Nous n’en venons à nous poser ce faux problème de notre valeur que si quelque personne nous a enjoint·e de prouver notre valeur. Alors, forcément, l’idée fixe de notre valeur devient pré-occupante, à la lettre : elle en vient à précéder toute mise en action. « Ce que j’ai à dire a-t-il vraiment de l’intérêt ? », avant toute prise de parole. « Qui suis-je pour prétendre à un tel poste ? », au moment de choisir une activité. Plus génériquement : « qui suis-je pour prétendre faire ceci ou cela ? »

Le piège se referme, car croire qu’agir c’est prétendre, c’est aussitôt contaminer le champ des actions expérimentales et libres par l’angoisse de sa propre valeur. On devient happé·e par la question de la légitimité, ce faux problème terriblement minant qui rend le fait même d’agir inquiétant. Faux problème aux effets parfaitement concrets, car si la légitimité est un fondement attendu, une propriété des choses – je suis, ou ne suis pas, légitime –, il va alors falloir prouver mon mérite d’exister et d’être là.
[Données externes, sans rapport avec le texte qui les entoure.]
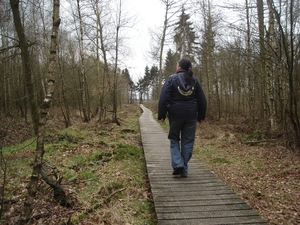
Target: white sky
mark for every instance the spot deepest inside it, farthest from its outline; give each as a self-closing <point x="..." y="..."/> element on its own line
<point x="150" y="14"/>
Par exemple, le travail gratuit est souvent obtenu, ou plutôt extorqué, en faisant croire que son effectuation permettra aux individus de prouver leur valeur : être une bonne mère, être un chômeur digne qui cherche un emploi, être une militante engagée pour la cause, etc. [3] « Je suis une bonne mère parce que je fais ce travail domestique » : une telle explication causale permet toutes les exploitations ! Cet usage manipulatoire des valeurs – l’amour, la passion, la dévotion pour autrui, etc. – fait croire aux individus qu’ils auront une valeur qu’on les somme de démontrer par des activités définies. (La conditionnalité comme premier outil du maître.)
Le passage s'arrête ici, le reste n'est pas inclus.